In Mater Dei’s first game against Bishop Amat, a lot had been made of Ellis’ matchup against Amat’s 6-6 junior center, Jeff Lear.
“I think Gary (McKnight) was really building Jeff and our team up to LeRon,” Acosta said. “I think he made LeRon angry. Made him think there was someone out there who thought they were better than LeRon. He came into that game like he was possessed. He played like a monster. He had 35 points. He just dominated. We never had a chance.
“But the second time we played, it was like playing against a different person. He knew there was nothing to prove. He just kind of floated through the game.”
Ellis had floated through three quarters of Mater Dei’s 5-A quarterfinal game against St. Anthony. He had played a horrible game missing easy shots and playing time because of foul trouble.
St. Anthony, which depended on guard Darrick Martin to shoot 30 times a game for its offense, was not supposed to be a problem for the top-seeded and defending champion Monarchs.
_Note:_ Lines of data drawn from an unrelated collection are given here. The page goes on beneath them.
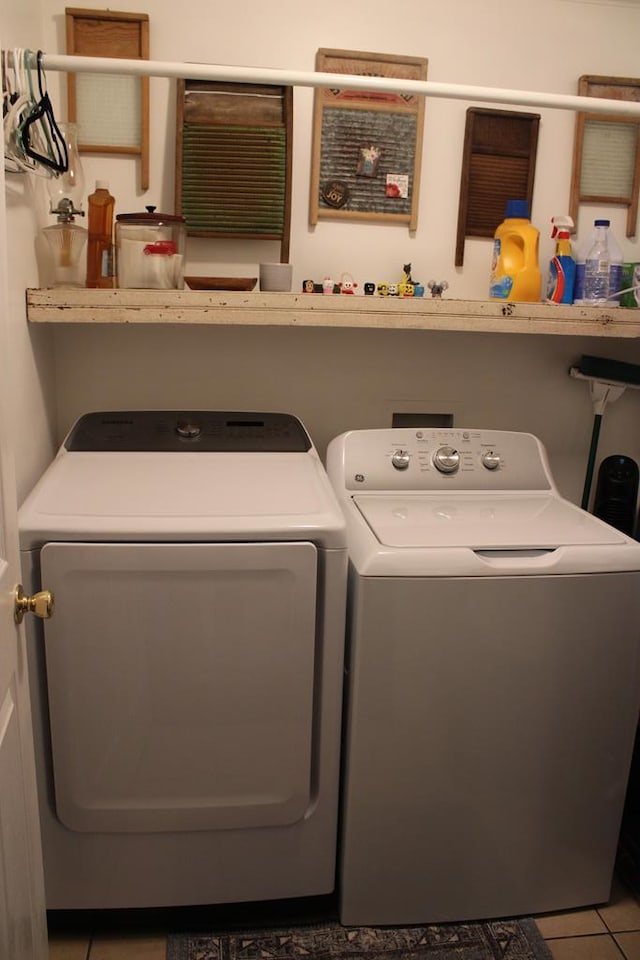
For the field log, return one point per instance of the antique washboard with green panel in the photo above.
(233, 160)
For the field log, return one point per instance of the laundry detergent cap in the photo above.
(517, 209)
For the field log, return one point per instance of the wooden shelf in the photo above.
(79, 305)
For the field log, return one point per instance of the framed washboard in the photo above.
(367, 145)
(112, 112)
(606, 151)
(498, 164)
(234, 160)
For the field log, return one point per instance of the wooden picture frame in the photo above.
(606, 151)
(367, 145)
(112, 112)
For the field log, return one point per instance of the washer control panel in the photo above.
(442, 458)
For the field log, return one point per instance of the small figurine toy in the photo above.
(406, 269)
(347, 284)
(437, 289)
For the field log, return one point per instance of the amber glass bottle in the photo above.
(100, 240)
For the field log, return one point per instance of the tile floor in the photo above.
(608, 932)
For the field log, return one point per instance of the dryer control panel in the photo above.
(173, 431)
(437, 459)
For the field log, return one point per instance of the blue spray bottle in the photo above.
(562, 268)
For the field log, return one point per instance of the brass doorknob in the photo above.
(40, 603)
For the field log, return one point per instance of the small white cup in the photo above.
(276, 277)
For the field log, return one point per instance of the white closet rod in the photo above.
(452, 91)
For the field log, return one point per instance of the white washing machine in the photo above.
(493, 680)
(187, 691)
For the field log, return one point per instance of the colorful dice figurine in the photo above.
(437, 288)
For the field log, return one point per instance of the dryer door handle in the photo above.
(40, 603)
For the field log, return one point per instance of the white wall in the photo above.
(516, 44)
(340, 379)
(34, 412)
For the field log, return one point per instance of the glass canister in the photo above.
(150, 250)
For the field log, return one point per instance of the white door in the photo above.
(22, 912)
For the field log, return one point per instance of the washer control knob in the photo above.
(400, 459)
(491, 460)
(446, 459)
(188, 429)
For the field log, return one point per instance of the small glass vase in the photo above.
(66, 239)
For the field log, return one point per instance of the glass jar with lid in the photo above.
(150, 250)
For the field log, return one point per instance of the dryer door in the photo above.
(181, 684)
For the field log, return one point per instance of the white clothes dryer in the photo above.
(493, 680)
(187, 691)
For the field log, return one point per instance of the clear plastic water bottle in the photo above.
(598, 267)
And yet with 4:41 left, St. Anthony trailed by only six points, for the most part because of Ellis’ poor play.
Then someone breached the line. Actually, it wasn’t even the ill-fated Long who crossed it. It was a referee who told Ellis to keep his arms out of another player’s face during a free throw.
When Ellis suggested that he had done nothing of the sort, the referee got in his face--a maneuver Ellis had to stoop to accommodate. The referee walked away to the cheers of St. Anthony’s fans. Ellis stared at the official. It wasn’t exactly a look that could kill, but one that would definitely necessitate a long hospital stay.
Ellis rebounded the missed free throw and threw an outlet pass to point guard Chris Patton. Patton dribbled down court and lofted a pass toward the basket that Ellis grabbed and dunked. On Mater Dei’s next two possessions, Ellis made two jump shots. Seconds later, Ellis followed a teammate’s missed free throw.
He went down court and blocked successive shots by Martin. He grabbed the second block and started a fast break that led to Mater Dei layup.
Ellis stole a St. Anthony pass, passed to Patton, filled the lane, received the ball in the key and then destroyed poor Mr. Long. There was 1:20 left. In the span of 3:21 he had raised his game to score 10 points and give Mater Dei a comfortable 64-50 lead.
“He can do whatever he wants on the court,” Schaaf said. “I think that makes some people jealous, but it’s just the facts.”
After he walked away from Long, Ellis looked up at the score and composed himself. He had proven his point, again. He walked over to Long, who was limping toward the St. Anthony bench, patted him on the butt and apologized.